One of the things I have found in my work with lawyers, from new associates to senior partners, is that there can be a reluctance to dedicate time to effective goal setting. The same is true of executives, and I myself, am guilty of it from time to time.
In this fast paced world of blogs, blackberries, and instant messaging, we are all caught up in fast forwarding the action.
Coaching is about maximising effectiveness, and accelerating results. So as a coach I am all about hard work, effective use of time, and strategic action, but it is important to remember the vital step that comes before: goal setting.

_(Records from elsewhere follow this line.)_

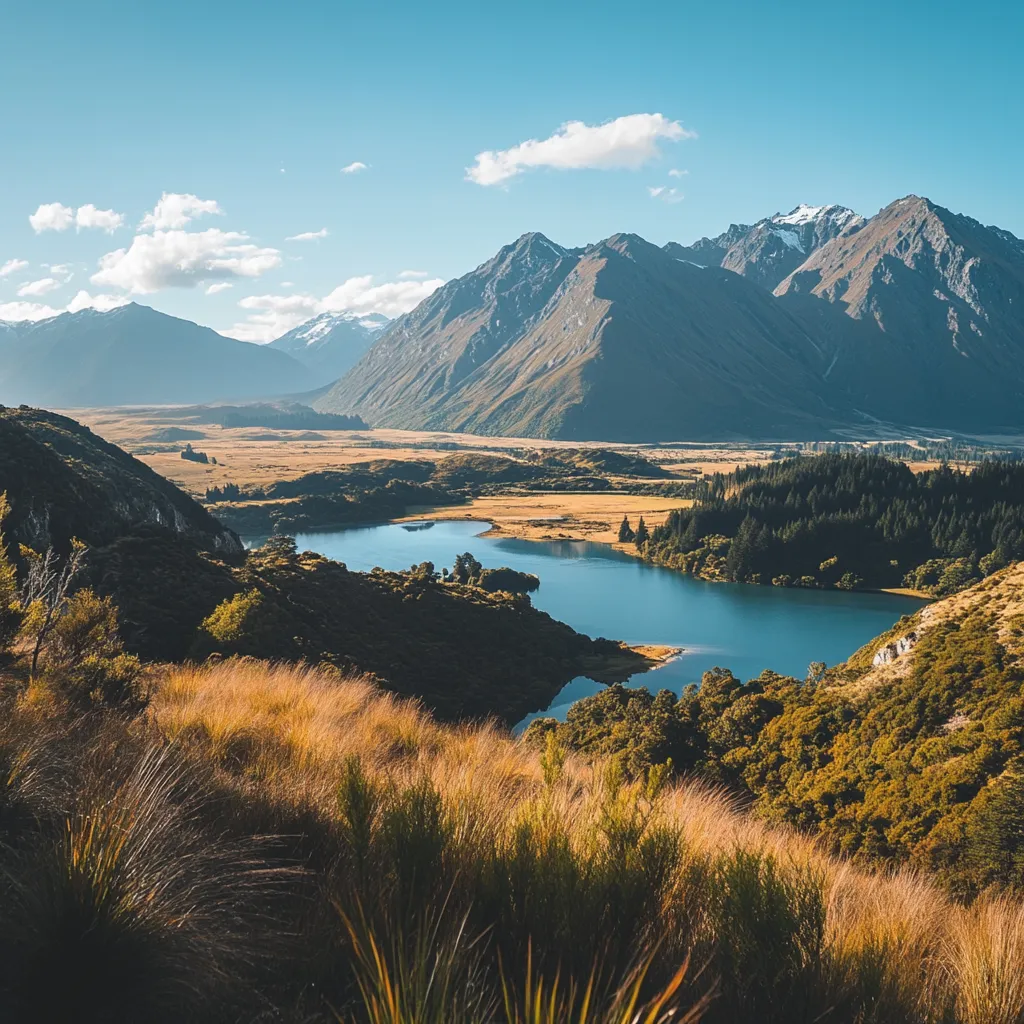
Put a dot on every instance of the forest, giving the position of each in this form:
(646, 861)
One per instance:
(851, 521)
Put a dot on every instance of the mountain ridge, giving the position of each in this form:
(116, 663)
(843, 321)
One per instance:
(134, 354)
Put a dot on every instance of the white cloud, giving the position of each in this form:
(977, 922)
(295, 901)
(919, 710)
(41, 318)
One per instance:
(36, 288)
(665, 194)
(105, 220)
(183, 259)
(26, 310)
(626, 142)
(103, 303)
(37, 311)
(12, 266)
(272, 315)
(360, 295)
(51, 217)
(176, 209)
(308, 236)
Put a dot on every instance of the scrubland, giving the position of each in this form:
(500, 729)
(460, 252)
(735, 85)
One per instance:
(273, 842)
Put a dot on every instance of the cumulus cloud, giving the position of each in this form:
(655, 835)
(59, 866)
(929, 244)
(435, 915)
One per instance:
(36, 310)
(105, 220)
(665, 194)
(103, 303)
(626, 142)
(12, 266)
(177, 209)
(308, 236)
(36, 288)
(182, 259)
(57, 217)
(272, 315)
(14, 311)
(51, 217)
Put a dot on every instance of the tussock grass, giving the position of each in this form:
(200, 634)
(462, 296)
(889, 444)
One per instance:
(424, 873)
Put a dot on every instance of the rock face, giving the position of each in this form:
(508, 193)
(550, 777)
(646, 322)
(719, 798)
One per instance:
(945, 298)
(773, 248)
(331, 344)
(620, 340)
(891, 651)
(136, 355)
(64, 481)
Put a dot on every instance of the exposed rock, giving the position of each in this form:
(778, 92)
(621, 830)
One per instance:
(891, 651)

Here are a few words from an executive coach I admire, Mary Beth O’Neil, from her book Executive Coaching with Backbone and Heart (2000):
Without clear goals and measures for those goals, neither leader nor coach is focused enough to choose the most effective course of action. … It is astonishing how often leaders ignore the goal setting process. I have come to the conclusion that this task – like many that involve people processes with hard-line results – is simple but not easy. Goals are simple and obvious to understand, but difficult to pull off well and consistently. (P. 112)

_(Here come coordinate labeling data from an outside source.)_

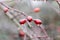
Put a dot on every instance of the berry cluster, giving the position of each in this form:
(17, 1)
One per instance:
(30, 19)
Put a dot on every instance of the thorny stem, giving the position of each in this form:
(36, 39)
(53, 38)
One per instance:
(58, 3)
(22, 14)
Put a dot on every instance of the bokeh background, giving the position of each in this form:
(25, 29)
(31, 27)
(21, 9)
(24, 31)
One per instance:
(49, 16)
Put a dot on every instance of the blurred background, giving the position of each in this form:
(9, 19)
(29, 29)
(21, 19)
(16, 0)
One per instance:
(49, 14)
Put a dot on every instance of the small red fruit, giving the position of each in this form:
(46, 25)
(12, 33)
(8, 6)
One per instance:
(36, 10)
(21, 33)
(23, 21)
(5, 10)
(29, 18)
(37, 21)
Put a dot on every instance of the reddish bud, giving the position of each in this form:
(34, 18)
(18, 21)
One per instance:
(36, 10)
(37, 21)
(29, 18)
(21, 33)
(5, 10)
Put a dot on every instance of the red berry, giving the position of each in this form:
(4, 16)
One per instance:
(5, 10)
(37, 21)
(23, 21)
(29, 18)
(36, 10)
(21, 33)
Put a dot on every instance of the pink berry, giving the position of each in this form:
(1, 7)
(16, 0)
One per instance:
(37, 21)
(36, 10)
(23, 21)
(5, 10)
(21, 33)
(29, 18)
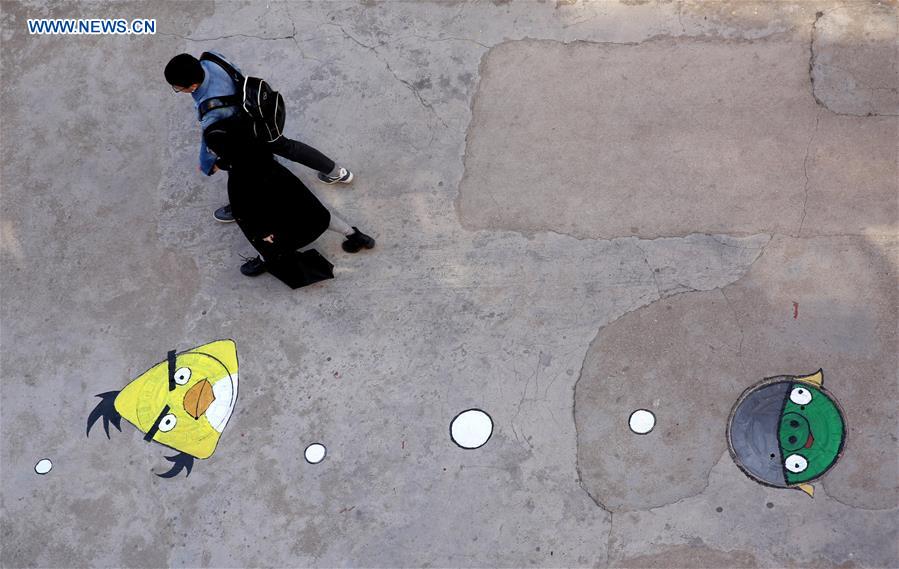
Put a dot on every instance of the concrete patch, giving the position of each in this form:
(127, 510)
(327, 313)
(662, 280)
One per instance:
(665, 138)
(854, 59)
(690, 357)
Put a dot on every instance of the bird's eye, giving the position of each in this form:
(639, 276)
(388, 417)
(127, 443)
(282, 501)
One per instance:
(800, 396)
(168, 423)
(796, 463)
(182, 376)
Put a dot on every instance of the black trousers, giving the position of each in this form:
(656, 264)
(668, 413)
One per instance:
(304, 154)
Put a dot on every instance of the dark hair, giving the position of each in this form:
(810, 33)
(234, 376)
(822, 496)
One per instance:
(184, 70)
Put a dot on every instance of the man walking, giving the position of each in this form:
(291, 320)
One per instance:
(205, 80)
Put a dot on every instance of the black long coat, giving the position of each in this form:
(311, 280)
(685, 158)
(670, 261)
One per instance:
(267, 199)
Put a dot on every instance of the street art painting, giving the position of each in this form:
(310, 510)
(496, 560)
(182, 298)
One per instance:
(183, 402)
(471, 429)
(787, 431)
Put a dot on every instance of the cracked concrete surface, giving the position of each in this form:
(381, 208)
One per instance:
(110, 258)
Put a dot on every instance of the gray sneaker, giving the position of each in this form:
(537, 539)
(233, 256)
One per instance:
(223, 214)
(344, 177)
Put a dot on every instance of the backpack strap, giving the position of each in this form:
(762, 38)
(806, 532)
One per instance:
(233, 73)
(213, 103)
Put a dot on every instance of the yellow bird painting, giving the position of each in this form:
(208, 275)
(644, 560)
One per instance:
(184, 402)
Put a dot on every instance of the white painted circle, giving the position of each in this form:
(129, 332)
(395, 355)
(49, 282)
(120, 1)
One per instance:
(43, 466)
(315, 453)
(641, 421)
(471, 429)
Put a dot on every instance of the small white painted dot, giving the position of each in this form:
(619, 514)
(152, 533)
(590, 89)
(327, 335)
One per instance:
(641, 421)
(315, 453)
(43, 466)
(471, 429)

When you are working on your own planning this year, whether you are a managing partner, practice group leader, partner, associate, or newly called lawyer, take some time for meaningful goal setting in three key areas:
Bottom-line: Measurable revenue, profit, billable hour goals.
Work process: Quality levels of service to clients, these are goals that related to how the work gets accomplished.
Human relations: How you need to work with others to accomplish your bottom-line goals.
Robert Crosby first outlined these three types of goals in his book The Authentic Leader (1998) and O’Neil discusses them in her book. I find them very helpful in my work with lawyers because when a lawyer goal sets at these levels, he/she begins to focus beyond the the financial objectives to the changes in behaviour and processes that will be required to achieve the bottom-line results. Planning on this foundation means the actions that follow are meaningful and effective and the financial goals are much more likely to be achieved.